Этот дом, выходящий во двор плоской глухой стеной, давно не ремонтировался, штукатурка потрескалась, но люди жили надеждой, что дом их скоро должны снести, и поэтому не требовали ремонта. А если бы и потребовали, то им бы все равно отказали, потому что на ремонт этого дома давно уже не отпускали средств. Это даже радовало людей: значит, скоро снесут, думали они, если денег уже не дают на капитальный ремонт. И терпели. Но дом не сносили. И однажды Вилька Левочкин, шпанистый парень со второго этажа, попал в больницу со сломанной голенью, когда вместе со стульчаком из своей уборной провалился в нижнюю уборную, на первый этаж… Это было смешно.
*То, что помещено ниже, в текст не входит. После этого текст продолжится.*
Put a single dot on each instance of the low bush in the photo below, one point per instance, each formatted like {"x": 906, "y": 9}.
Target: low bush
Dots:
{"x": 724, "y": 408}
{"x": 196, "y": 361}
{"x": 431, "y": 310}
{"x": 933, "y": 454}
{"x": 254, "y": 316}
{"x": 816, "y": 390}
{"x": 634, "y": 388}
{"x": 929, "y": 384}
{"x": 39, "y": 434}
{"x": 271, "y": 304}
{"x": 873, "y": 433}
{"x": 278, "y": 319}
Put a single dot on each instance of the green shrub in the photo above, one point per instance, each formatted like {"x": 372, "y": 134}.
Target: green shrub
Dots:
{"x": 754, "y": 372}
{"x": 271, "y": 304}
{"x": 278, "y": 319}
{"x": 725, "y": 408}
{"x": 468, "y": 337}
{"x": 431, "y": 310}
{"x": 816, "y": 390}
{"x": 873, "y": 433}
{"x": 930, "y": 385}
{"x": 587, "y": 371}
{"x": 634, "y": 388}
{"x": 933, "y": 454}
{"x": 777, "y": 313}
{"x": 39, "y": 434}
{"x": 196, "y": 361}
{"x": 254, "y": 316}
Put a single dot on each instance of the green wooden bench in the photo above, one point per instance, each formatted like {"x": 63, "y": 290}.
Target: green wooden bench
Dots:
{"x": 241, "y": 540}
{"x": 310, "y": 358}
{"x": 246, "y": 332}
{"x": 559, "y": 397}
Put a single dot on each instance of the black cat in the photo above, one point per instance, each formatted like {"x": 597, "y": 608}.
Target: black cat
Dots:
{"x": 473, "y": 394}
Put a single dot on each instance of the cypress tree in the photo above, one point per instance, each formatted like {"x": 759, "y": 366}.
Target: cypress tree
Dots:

А почему бы не посмеяться? Парень довольно легко отделался, а внизу, к счастью, никого не оказалось в это время, когда Вилька Левочкин со спущенными штанами и с ужасом в глазах загремел вниз, ломая сгнившее перекрытие и старинный фаянс… После этого случая деньги на ремонт нашлись, и даже стены дома подмазали и окрасили в желтый цвет, побелив карниз, наличники и лепные вставки под окнами второго этажа, изображавшие когда-то гирлянды из роз. И люди загрустили: стало быть, не скоро снесут этот дом, если потратили столько денег и времени на его ремонт.
— А почему, — спросил однажды Саша у тети, — стена, которая выходит во двор, глухая?
— А потому, что это называется брандмауэр, — сказала тетя. — Раньше строили так, чтобы окна не выходили в сторону соседнего дома. Раньше такие порядки были.
Только после этого Саша понял однажды, почему его дом был похож на отрезанную половинку дома: нескладное в общем-то, неудобное сооружение.
За забором стоял одноэтажный особнячок, и вокруг особнячка росли когда-то большие клены. Саша с детства боялся старого тихого дворика за забором и его жильцов, особенно кривоногого дядьку, который когда-то, очень давно, Саша не помнил теперь даже за что, гнался за ним с палкой и, не догнав, долго бранился.
Теперь уже не стало забора, за которым давным-давно ютился для Саши тревожный мирок под кленами, его флибустьерское море, в котором росли шампиньоны. Спилили и клены, заблестела стеклянными осколками, посерела и обнищала некогда жирная земля, и только зеленый островок просвирника возле сарайчиков напоминал о былом.
И теперь, когда прислали повестку из военкомата, Саша обостренно чувствовал прошлое, жизнь свою на этом клочке земли, затерянном среди громадного города. Это все-таки была единственно возможная, а потому и прекрасная жизнь! А будущее казалось вечностью. А может, это и открылась вдруг перед ним вечность? Прошлое, настоящее и будущее… Клены, синицы, бомбоубежища и клочок травы просвирника возле сарайчиков, в которых теперь люди хранили каменный уголь. Пройдут годы, и не останется ни этих сарайчиков, ни особняка, ни его дома с брандмауэром… А иначе что же такое вечность? Вечность — это обновление и память.
Так вдруг и понял себя Саша Николотов в эти дни, когда носил в кармане своих расклешенных брюк повестку из военкомата, понял себя стоящим на грани, прошлого и будущего. А настоящего как будто и не было. Всего лишь мгновение. Пролетевший голубь… Проехавший автобус, шаг ноги… Шаг из прошлого в будущее. И в эти дни, когда он задумывался о себе, ему казалось, что люди живут только для будущего, а каждый шаг человека — это шаг из прошлого в будущее. А настоящее — только миг, который люди перешагивают, не задумываясь и не пытаясь удержать.
В эти дни ему было приятно так сложно и мудрено думать о себе, о кленах, о сломанных заборах и о вечности. Впереди ждали долгие годы, а прошлое отодвинулось и замаячило в памяти грустными картинами, вспышками радости и тревог…
Летчики серой шеренгой долго стояли на ветру, на плоской сумеречной земле, втягивая головы в плечи, переминаясь с ноги на ногу…
С утра на построении этим людям объявили о ночных полетах и распустили по домам. Они хорошо отоспались, потом пообедали позже обычного, пришли, ленивые в послеобеденной этой сытости, на аэродром, их построили, руководитель полетов доложил метеобстановку, уточнил очередность выруливания, и каждый экипаж получил задание.